Nestle Waters of North America’s hotly contested water extraction project in Chaffee County (CO) bears all the indications of being the first of many, and in fact, Nestle’s operative admits Nestle will soon be looking for additional spring sites around the state.
This perceptive letter in the SalidaCitizen.com site asks the simple question: Why us?
Why did Nestle come to Chaffee County first? I think it was not just for the water. I think Nestle wanted a small rural community with very limited resources to address their first 1041 permit application in the state.
Nestle’s stated intentions are to satisfy their market in the Rocky Mountain region. Bruce Lauerman, at the Board of Commissioners meeting in Buena Vista last Tuesday April 21, spoke of looking for additional spring sites throughout the state, with the help of the State’s Engineer’s Office. By setting a precedent with this first application approval, it will make it more difficult to deny the next permit in the next county.

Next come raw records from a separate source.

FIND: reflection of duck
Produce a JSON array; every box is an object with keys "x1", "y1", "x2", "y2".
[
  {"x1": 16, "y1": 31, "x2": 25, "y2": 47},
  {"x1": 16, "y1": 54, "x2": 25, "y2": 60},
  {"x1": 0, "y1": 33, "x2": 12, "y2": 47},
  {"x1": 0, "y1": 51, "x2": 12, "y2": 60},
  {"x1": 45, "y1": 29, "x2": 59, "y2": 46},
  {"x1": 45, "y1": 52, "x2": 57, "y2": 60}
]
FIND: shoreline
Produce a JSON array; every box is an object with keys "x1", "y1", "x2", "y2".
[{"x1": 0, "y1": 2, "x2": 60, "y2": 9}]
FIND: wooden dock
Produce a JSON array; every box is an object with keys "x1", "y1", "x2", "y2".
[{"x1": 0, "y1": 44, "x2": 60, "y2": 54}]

I feel this is just the beginning of NWNA’s extended efforts to develop industrial water extraction projects statewide. This project has been presented as small and benign. NWNA is a subsidiary of the Nestle Corporation, a foreign company.

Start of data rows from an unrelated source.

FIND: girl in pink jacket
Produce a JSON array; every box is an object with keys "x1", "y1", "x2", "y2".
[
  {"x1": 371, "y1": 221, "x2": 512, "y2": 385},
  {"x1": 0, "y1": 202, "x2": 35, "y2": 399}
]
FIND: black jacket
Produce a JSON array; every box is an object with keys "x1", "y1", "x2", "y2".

Swiss owned, it has been engaged in monopolization of water resources globally. I am concerned about the long term implications of Nestle engaging in “Buy and Dry” land purchases and/or other spring site developments, when it is yet to be established if the State of Colorado has capacity to support industrial extraction of water for profit.
This is the first project of its kind in Colorado, and a responsible approach would be to place a moratorium on projects of this kind until the issue can be studied, and determined if this type of enterprise is appropriate for our state. In this case, the concept is being hurried, without asking or answering important questions.